Um Epílogo Sentimental de Quem Muito Sofre IV


«Aqui estou eu: Filosofia,
Medicina e Jurisprudência, (…)
Estudei a fundo, com paciência.
E reconheço, pobre diabo,
Que sei o mesmo, ao fim e ao cabo!
Chamam-me Mestre, Doutor, sei lá quê,
E há dez anos que o mundo me vê
Levando atrás de mim a eito
Fiéis discípulos a torto e a direito –
E afinal vejo: nosso saber é nada!
É de ficar com alma amargurada.
Sei mais, é claro, que todos os patetas,
Mestres, doutores, escribas e padrecas;
Nem escrúpulos nem dúvidas eu temo,
E não receio nem Inferno nem demo –
Mas não me resta réstia de alegria,
Nem me iludo com vã sabedoria,
Nem creio que tenha nada a ensinar
À humanidade, que a possa salvar.
Também não tenho bens nem capitais,
Nem glórias ou honras mundanais.
Até um cão desta vida fugia!
Por isso me entreguei à magia,
Para ver se por força da mente
Tanto mistério se abre à minha frente;
Para que não tenha, com o fel que suei,
De dizer mais aquilo que não sei;
Para conhecer os segredos que o mundo
Sustentam no seu âmago mais fundo,
Para intuir forças vivas, sementes,
E largar as palavras indigentes. 

Ah, visses tu, doce luar,
Envolver minha última dor!
Tu, que por noites adentro
Esperei a esta banca, atento:
Sobre a livralhada babilónica
Vinhas, amiga melancólica!
Ah, pudesse eu por esses cumes
Andar sob teus brandos lumes,
Pairar em grutas com seres alados,
Ao teu crepúsculo errar pelos prados,
E, livre das névoas do saber,
Em teu orvalho renascer!

Horror! Estou ainda encarcerado,
Neste maldito antro abafado.
Até a luz celestial
Se turva ao entrar pelo vitral!
Por pilhas de livros limitado,
Que o pó recobre e as traças roem,
E até ao tecto abobado
É só papel que fumos corroem;
À minha volta há caixas, redomas,
Instrumentos já não cabem mais,
Quinquilharias ancestrais –
É este o teu mundo! Um mundo lhe chamas! 

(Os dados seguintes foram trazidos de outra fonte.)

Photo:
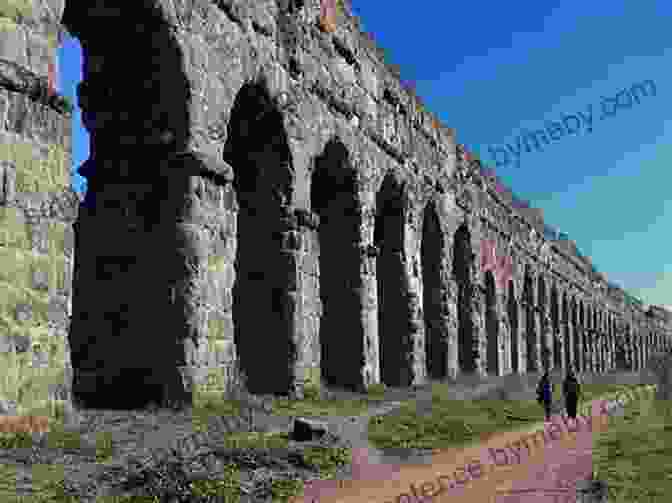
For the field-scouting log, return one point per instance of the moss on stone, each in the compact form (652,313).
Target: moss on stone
(14,9)
(13,229)
(217,264)
(34,174)
(312,377)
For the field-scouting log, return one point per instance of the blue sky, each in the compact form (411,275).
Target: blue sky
(494,70)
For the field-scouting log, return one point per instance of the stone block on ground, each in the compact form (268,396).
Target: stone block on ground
(308,429)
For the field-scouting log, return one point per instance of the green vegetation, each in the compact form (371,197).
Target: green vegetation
(634,454)
(457,423)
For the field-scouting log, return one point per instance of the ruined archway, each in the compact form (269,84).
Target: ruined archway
(574,313)
(589,339)
(512,310)
(542,308)
(258,151)
(333,197)
(431,253)
(394,313)
(566,331)
(530,329)
(555,324)
(463,257)
(584,335)
(131,228)
(491,324)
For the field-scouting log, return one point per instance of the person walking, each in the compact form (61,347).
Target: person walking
(571,390)
(545,394)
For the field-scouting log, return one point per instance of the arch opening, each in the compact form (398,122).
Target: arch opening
(574,314)
(530,329)
(491,324)
(555,324)
(512,309)
(333,198)
(542,336)
(463,257)
(566,321)
(431,253)
(122,173)
(394,316)
(258,151)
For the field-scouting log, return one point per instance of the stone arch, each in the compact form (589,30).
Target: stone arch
(584,335)
(555,323)
(258,151)
(431,256)
(394,314)
(565,315)
(463,258)
(542,308)
(137,126)
(512,310)
(574,320)
(530,329)
(491,324)
(333,197)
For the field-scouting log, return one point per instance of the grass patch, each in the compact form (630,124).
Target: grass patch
(457,423)
(634,455)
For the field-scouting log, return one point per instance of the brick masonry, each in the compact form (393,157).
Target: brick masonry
(262,189)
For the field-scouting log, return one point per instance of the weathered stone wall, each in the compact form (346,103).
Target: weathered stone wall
(37,208)
(262,189)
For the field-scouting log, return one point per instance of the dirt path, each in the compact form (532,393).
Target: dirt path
(534,464)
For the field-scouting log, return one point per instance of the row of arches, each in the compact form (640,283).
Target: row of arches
(553,330)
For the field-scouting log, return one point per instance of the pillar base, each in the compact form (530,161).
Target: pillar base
(128,389)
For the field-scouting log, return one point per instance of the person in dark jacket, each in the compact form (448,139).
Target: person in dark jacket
(571,391)
(545,394)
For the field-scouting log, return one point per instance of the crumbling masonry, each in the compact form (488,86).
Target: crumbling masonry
(263,189)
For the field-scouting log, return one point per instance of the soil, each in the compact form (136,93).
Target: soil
(140,436)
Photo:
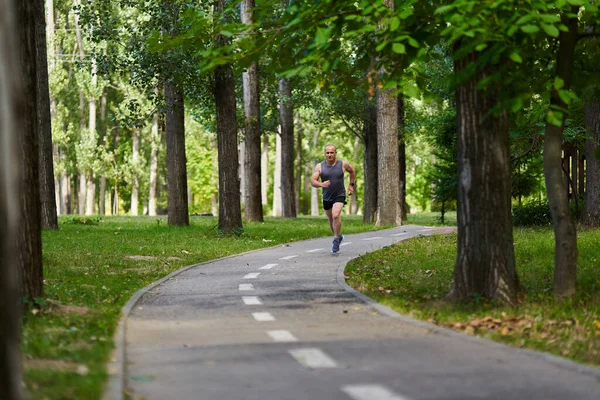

E ainda estranhas que o coração
No peito se te aperte angustiado?
E que uma dor assim sem razão
Da vida te traga apartado?
Em lugar da vida Natura,
Das criaturas por Deus criadas,
Cercam-te a podridão mais escura,
Bichos mortos e humanas ossadas.» 

(Johann W. Goethe, in Fausto, Relógio D'Água Editores, Lisboa, 2013, p. 45, 46).